Decolonizing Course Registrations

With course registrations having opened last week, students are scrambling to find courses that fit into their schedules and programs. For Black, Indigenous, and people of colour (BIPOC) students at McGill, the period of course registration is also a time to find courses in which they feel safe. McGill is a white institution, with mostly white professors, so finding these courses can be an extremely exhausting experience. 

As a Muslim student of colour at McGill, my time in university classes has been one of being invalidated by professors and other students who claim to be ‘experts’ on my lived experiences. Too many times, I have found myself in classes where my identities were being discussed through debate, making me feel like my existence was controversial and used to further create contention in the classroom. 

As a Muslim student of colour at McGill, my time in university classes has been one of being invalidated by professors and other students who claim to be ‘experts’ on my lived experiences.

At McGill, institutional barriers make it hard for BIPOC students to feel safe and fully respected on campus, which, in turn, makes it harder for us to want to continue pursuing higher education. Some of these institutional barriers come from a lack of proper representation within McGill’s faculty. I’ve learned from one of my professors that out of approximately 5000 professors and lecturers of all ranks and about 1700 tenured and tenure-track faculty at McGill, only eight are Black and five are Indigenous. Additionally, even with white professors, there is a lack of accurate education and sensitivity on issues affecting BIPOC. For example, in programs such as International Development Studies, where most courses revolve around issues of ‘development’ in the ‘Third World,’ BIPOC students especially feel out of place because of the white-saviourism that most white professors and students possess when talking about these issues. 

These situations have become the norm across faculties in Political Science, Philosophy, and even Engineering. This poses a new problem regarding the control of public knowledge. In institutions such as McGill where white academics hold most of the power in spreading public knowledge, there is a continued colonization of higher education: the whitewashing of academia. 

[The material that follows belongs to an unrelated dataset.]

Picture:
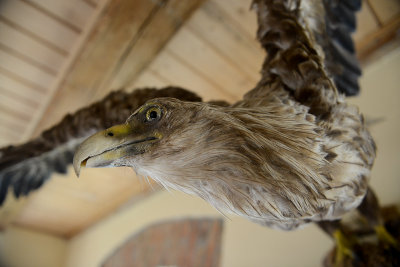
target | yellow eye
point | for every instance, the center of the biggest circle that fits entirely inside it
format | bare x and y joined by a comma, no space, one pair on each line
153,113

In institutions such as McGill where white academics hold most of the power in spreading public knowledge, there is a continued colonization of higher education: the whitewashing of academia. 

By taking up space in our classes, white students may become more educated on BIPOC stories and experiences – however, through assignments, discussions, and research, these same students turn into creators of knowledge and ‘experts’ on BIPOC lives. White students come into classes and are given the academic tools and resources to create knowledge, studies, and histories about our own realities. Because white students take up so much course space from BIPOC students in programs made for us, we are not even given the chance to represent our own histories. When white students write about our struggles, they contribute to the whitewashing of history and the creation of warped knowledge of BIPOC lives. 

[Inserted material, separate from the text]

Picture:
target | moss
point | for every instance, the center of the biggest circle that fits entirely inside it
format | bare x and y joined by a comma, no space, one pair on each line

Oftentimes, white students enter these specialized classes with the wrong intentions. For example, I have met white men taking Arabic courses who have told me that their goal was to join the CIA, or because they had a ‘thing’ (festish) for Arab women. For them, expanding their horizons may mean taking over ours: it means colonizing knowledge. 

When white students write about our struggles, they contribute to the whitewashing of history and the creation of warped knowledge of BIPOC lives. 

Regardless, I have no problem with white students learning about my experiences if they reflect on their positionality and learn to dismantle and disrupt these institutions, instead of recreating them. Rather, they often contribute to upholding oppression. What white students should do in order to accurately learn about BIPOC experiences, is to reflect on their own contributions in recreating the institutions that marginalize BIPOC students and uphold their oppression. 

Many white students may see their time in university as a way to learn about other cultures, and to get out of the ‘small-town’ mindset. While attempting to expand their understanding of the world, they tend to fall into traps of fetishization, exoticism, and orientalism. Our experiences should not solely be your electives, or your majors. BIPOC students have had to fight for classes discussing our histories, experiences, and issues. The Institute for Islamic Studies was established in 1952. Both African Studies (est. 1969) and Latin American & Caribbean Studies (est. 1971) still fall under the Institute for the Study of International Development. In 1991, the Black Students’ Network demanded that McGill establish an African-American history course, along with an interdisciplinary Africans studies program within the following year. All of these programs and courses came over a hundred years after McGill’s opening, and after years of fighting against the university. 

The first step for making campus a safer space for BIPOC is by ensuring that our safe spaces are respected. For professors, it means not tokenizing or exoticizing BIPOC identities. For students, it means letting BIPOC students take classes that are about them. So drop that African Studies’ seminar, or that popular Islamics Studies course, and leave space for students like me instead.